Laylo, wearing his country’s national shirt – as did all male members of his staff – came with his wife, son and daughter. A political pollster by profession, Laylo is a political appointee. Herzog said that he had heard many positive things about the Philippines from his senior foreign policy advisor Zvi Vapni and from Raphael Harpaz, the head of the Asia and Pacific Division at the Foreign Ministry, both of whom have served as Israel’s ambassador to the Philippines.
Vapni mentioned that during the Holocaust, President Manuel Quezon provided a safe haven for Jews fleeing from the Nazis. Herzog said that Israel would be forever grateful for this.
He asked Laylo what made the Filipinos – who commonly act as caregivers in Israel – so unique, describing them as “guardian angels.” Both his mother and his aunt, in the twilight of their years, had been cared for by Filipina caregivers. Laylo quipped that the secret lay in the tropical climate.
A former tourism minister, Herzog, in his conversation with El Salvador’s Ambassador Umana, was curious about how many Israelis visit El Salvador. The country has a number of world-class tourist attractions and is developing more on the Pacific coastline.
When Herzog learned that only a few hundred Israelis visit El Salvador annually, he said that not enough is discussed about tourism to El Salvador and that more must be done to boost Israeli tourism in that direction.

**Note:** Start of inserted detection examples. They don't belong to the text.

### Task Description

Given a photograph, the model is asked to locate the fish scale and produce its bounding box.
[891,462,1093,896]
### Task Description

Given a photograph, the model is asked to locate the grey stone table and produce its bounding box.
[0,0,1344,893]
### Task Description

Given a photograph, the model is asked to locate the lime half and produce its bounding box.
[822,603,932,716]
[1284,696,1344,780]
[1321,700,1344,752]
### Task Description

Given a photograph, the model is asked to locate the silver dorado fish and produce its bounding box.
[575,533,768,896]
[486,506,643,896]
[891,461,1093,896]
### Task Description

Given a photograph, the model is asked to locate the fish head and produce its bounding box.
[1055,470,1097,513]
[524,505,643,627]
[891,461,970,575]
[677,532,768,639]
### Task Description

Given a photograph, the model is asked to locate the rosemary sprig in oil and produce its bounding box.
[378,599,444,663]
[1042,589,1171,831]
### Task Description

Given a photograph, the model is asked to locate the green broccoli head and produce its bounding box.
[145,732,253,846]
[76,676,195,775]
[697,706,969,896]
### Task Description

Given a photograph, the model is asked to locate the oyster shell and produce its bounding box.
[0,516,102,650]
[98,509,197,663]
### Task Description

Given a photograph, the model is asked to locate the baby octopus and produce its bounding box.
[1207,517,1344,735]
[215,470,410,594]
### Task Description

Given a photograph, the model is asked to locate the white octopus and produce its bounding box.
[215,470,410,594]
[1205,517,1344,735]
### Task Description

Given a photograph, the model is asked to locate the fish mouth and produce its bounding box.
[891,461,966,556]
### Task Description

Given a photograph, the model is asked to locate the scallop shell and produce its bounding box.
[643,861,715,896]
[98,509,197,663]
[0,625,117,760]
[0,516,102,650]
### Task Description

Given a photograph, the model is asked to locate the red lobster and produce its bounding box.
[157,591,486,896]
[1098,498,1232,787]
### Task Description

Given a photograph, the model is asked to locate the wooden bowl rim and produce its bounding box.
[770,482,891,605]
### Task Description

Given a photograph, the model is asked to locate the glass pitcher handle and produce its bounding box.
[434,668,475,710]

In addition to increased tourism, Umana is interested in seeing growth in bilateral trade and in foreign investment.
Growth in the national economy was the common denominator in the conversation between Herzog and Korea’s Kim Jin-Han. Herzog commented on the number of Korean companies represented in Israel, and the popularity of their products – which are largely based on innovation. They also discussed Israel’s influential input in bringing about an end to the Korean war.
At the conclusion of the meeting, Herzog raised his glass in a toast, said le-Chayim (to life) and asked his guest what is said in his country.
In Korea it’s “campei,” but instead of saying that, the ambassador raised his glass and said in Hebrew “Am Yisrael Chai!”